Manifestement, avec le CPE, le pouvoir a décidé le passage en force face à une large majorité du pays.
Après un processus d’adoption antirépublicain : non respect de la loi Fillon qui impose la négociation préalable des partenaires sociaux, amendements non discutés, vote sans débat, le gouvernement, soutenu par le président de la République instrumente la démocratie et le parlement au service d’intérêts personnels.

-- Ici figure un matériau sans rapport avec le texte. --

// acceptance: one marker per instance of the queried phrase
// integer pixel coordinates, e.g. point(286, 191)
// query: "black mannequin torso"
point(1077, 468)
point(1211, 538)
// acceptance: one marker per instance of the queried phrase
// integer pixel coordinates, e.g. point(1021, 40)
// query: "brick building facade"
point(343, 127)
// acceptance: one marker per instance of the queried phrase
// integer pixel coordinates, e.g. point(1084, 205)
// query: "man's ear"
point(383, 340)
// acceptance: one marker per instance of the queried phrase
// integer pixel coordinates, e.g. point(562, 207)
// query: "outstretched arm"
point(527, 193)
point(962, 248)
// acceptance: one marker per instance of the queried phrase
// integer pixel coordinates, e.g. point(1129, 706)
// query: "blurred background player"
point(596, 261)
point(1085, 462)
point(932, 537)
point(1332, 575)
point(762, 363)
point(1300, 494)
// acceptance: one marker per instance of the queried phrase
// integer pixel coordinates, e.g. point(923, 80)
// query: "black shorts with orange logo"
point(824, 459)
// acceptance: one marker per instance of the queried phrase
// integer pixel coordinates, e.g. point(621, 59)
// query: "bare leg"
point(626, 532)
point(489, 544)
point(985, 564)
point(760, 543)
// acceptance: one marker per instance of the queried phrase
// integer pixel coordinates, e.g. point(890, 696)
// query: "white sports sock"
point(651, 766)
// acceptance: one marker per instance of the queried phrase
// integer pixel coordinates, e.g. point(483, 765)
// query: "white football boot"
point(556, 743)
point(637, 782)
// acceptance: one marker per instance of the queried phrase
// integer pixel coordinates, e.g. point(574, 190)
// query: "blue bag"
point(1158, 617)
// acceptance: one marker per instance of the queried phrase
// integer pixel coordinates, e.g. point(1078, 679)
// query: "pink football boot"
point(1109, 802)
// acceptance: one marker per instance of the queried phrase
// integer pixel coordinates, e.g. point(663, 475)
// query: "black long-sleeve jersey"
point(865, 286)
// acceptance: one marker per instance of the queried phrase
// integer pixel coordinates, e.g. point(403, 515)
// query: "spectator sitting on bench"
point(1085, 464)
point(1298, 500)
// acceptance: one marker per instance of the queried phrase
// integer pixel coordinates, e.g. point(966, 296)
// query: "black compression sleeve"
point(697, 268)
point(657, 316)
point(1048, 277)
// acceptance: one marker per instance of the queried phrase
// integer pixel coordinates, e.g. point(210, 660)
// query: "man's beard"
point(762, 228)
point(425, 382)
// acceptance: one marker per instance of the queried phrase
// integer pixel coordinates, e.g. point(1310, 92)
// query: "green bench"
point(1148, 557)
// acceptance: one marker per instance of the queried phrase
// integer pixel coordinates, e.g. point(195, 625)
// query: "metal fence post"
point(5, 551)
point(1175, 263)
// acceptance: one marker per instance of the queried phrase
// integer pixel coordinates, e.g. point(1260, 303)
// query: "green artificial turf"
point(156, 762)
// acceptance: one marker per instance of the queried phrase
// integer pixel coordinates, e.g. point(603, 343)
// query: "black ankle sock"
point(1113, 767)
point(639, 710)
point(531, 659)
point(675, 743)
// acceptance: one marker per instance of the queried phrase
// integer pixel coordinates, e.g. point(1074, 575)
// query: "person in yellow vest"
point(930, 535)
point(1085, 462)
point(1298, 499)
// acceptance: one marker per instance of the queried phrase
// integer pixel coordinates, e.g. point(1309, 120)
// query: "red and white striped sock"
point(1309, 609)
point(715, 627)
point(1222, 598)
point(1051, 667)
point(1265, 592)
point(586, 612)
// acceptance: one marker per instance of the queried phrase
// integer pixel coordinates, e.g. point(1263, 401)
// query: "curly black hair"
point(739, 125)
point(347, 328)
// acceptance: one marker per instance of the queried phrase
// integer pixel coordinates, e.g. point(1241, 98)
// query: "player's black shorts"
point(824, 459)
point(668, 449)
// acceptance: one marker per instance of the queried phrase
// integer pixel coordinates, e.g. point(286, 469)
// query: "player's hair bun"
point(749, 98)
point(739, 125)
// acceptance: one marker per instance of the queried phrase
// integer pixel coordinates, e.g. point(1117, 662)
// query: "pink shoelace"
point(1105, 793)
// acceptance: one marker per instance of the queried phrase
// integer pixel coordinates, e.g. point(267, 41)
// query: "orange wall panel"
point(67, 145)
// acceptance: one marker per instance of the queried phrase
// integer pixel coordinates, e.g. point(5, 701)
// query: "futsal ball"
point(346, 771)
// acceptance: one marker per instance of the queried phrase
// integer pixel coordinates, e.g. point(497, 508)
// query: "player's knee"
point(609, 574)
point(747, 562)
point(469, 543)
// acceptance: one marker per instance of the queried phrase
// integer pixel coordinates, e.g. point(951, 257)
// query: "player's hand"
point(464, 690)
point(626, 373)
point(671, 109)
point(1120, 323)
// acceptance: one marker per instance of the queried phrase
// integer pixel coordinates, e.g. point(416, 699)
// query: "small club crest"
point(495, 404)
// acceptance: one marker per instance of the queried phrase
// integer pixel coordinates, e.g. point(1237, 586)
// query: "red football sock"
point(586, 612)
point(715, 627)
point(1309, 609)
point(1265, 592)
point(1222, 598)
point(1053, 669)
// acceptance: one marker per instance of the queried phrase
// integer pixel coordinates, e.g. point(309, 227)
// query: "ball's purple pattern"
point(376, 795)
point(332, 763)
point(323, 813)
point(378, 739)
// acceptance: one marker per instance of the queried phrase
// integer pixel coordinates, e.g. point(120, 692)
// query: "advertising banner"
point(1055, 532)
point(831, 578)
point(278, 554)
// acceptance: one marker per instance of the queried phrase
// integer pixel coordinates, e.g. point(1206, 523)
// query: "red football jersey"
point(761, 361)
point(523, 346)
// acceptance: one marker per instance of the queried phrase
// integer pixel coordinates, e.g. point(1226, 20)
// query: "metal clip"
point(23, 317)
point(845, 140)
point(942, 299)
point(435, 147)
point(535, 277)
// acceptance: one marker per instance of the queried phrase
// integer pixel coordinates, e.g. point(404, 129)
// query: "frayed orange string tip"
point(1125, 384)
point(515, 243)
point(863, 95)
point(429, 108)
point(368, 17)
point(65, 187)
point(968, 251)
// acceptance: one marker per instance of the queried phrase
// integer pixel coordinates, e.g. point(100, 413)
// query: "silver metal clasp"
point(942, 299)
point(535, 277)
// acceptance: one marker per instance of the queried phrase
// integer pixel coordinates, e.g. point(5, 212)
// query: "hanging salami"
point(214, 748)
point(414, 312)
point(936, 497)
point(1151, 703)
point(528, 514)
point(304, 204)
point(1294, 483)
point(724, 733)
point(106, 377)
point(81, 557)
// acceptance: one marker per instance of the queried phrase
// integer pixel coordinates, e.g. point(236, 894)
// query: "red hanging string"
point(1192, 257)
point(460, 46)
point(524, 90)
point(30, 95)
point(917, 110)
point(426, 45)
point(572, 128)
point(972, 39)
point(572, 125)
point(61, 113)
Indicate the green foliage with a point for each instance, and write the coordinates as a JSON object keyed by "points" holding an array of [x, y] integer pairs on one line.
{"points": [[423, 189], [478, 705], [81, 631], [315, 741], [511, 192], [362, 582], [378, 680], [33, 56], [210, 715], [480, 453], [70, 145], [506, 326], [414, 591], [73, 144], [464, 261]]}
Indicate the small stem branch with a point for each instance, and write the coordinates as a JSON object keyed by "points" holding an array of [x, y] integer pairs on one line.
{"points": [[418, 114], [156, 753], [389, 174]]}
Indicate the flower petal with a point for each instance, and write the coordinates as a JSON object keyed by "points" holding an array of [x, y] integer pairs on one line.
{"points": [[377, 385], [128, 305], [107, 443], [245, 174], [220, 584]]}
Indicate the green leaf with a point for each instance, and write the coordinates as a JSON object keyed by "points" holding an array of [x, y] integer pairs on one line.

La dérive autoritaire est patente. L’opposition face aux décisions iniques du pouvoir ne peuvent plus se manifester que dans la violence et l’affrontement.
Ce mépris des procédures de la délibération parlementaire, le dédain pour la démocratie sociale montre que la 5e République ne peut plus répondre aux enjeux d’un monde ouvert et libre.
Face aux échecs de notre République, il est urgent de revenir aux enjeux de la démocratie et de faire enfin le pas vers une autre forme de gouvernance qui privilégie le partage des décisions, la délégation assumée, la transparence de l'information.
Une démocratie adulte doit interdire tout cumul de mandat électif, et limiter le renouvellement à deux ou trois mandats maximum. Les syndicats de communes ou de collectivités ne devraient pas pouvoir être présidés par les membres des exécutifs locaux. Donnons plus de responsabilités à plus de monde. Ces seules mesures tripleraient le le nombre de personnes investies ; une bouffée d’air frais pour tous ceux, femmes, jeunes ou vieux de différentes couleurs, qui ne trouvent jamais une place parce qu’il faut préserver le siège de quelque cacique. On pourrait aussi faire que les conseils des structures intercommunales, qui aujourd’hui éloignent les décisions des habitants, soient élus au suffrages universel. Cela obligera a réfléchir sur le nombre et l’enchevêtrement de nos structures qui rendent impossible de savoir qui est responsable de quoi.
Enfin, sortant du culte de l’homme providentiel qui est capable de tout gérer et qui sait, par nature ou par naissance, ce qui est bon pour le peuple, nous espérons voir émerger de véritables contrepouvoirs à travers la justice et les organisations représentatives qui soient garants du respect de l’intérêt général et permettent à tous, associations, groupements d’habitants ou simples citoyens de s’exprimer sur les décisions qui sont prises en leur nom.
Faudra-t-il que la disparition de la 5e République se fasse dans les pleurs et la douleur de la crise ? Y-a-t-il encore des interlocuteurs censés au Palais de l’Elysée ? Il faut l’espérer avant que la désespérance violente et spontanée d’une jeunesse oubliée ne se généralise.